5.3. Tunability of proposed 1 × 2 ETDRNA array

Achieving an antenna design for a specific frequency band (wide, notch or filter) with tunable (or changeable) centre frequency is an important challenge task. Our proposed nantenna array structure achieves this task and offers a large flexibility to the antenna in terms of operating frequency for a wide range of applications. Various parameters and design strategies such as loading slots, lumped components, switches, diodes and capacitors are introduced in order to achieve this feature. Although we have utilised a corporate feed network and the antenna geometry is based on nanoscale dimensions, which means more parametric study, but our simple and featured equilateral shape of the DR elements enable us to make natural yet simple tunability. Figure 22 shows the rotation angles of the two equilateral triangular DR elements (T1 and T2). Since it is an equilateral triangle, the rotation angles were swept from (−180° to 180°) with a step size of 10°. The rotation angle is defined as counterclockwise movement from the bottom tip of the triangle. We apply three scenarios of rotations: (1) rotate T1 while T2 is fixed (Figure 22a), (2) fix T1 and rotate T2 (Figure 22b) and (3) simultaneously rotate T1 and T2 in the same counterclockwise direction (Figure 22c). In all the three scenarios, as shown in Figure 22, the simulation of rotation was done for the whole 360° but only five rotating angles have been shown, that is, 0°, +60°, +90°, −60°, −90°, for purpose of simplicity. For our case of centre frequency at 193.5 THz, the best resonance with improved bandwidth of 4.96% (185.1–194.7 THz) and a directivity (9.7 dBi) is achieved when we opted to select the angles of T1 and T2 to be −90° and 90°, respectively. Figure 23 displays the results in terms of s-parameters and directivity for rotation of triangles T1 and T2.

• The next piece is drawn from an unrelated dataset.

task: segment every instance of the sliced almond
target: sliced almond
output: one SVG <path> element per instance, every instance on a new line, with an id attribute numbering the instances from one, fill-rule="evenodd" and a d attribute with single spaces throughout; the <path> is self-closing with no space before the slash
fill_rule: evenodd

Figure 24, details of the E-field (yz-axis), shows main lobe at a direction of 45°, side lobe levels of −4.5 dB and beam width of 19°, whereas the H-field (xz-axis) has a main lobe direction of 115°, side lobe levels of −2.6 dB and beam width of 99.8° with a lot of losses in terms of high side lobe levels at a higher frequency. Figure 25 shows the tunability effects of simulataneous rotation of triangular DRs in terms of the minimum and maximum values achieved for directivity and also the bandwidth difference ∆f at −10 dB resonance in the frequency band (185–195 THz). The minimum directivity achieved is 7.15 dB and the maximum achieved is 9.71 dB when the triangles are tuned. Similary, the difference of bandwidth ∆f ranges from a minimum to maximum of 4 to 9 THz, respectively.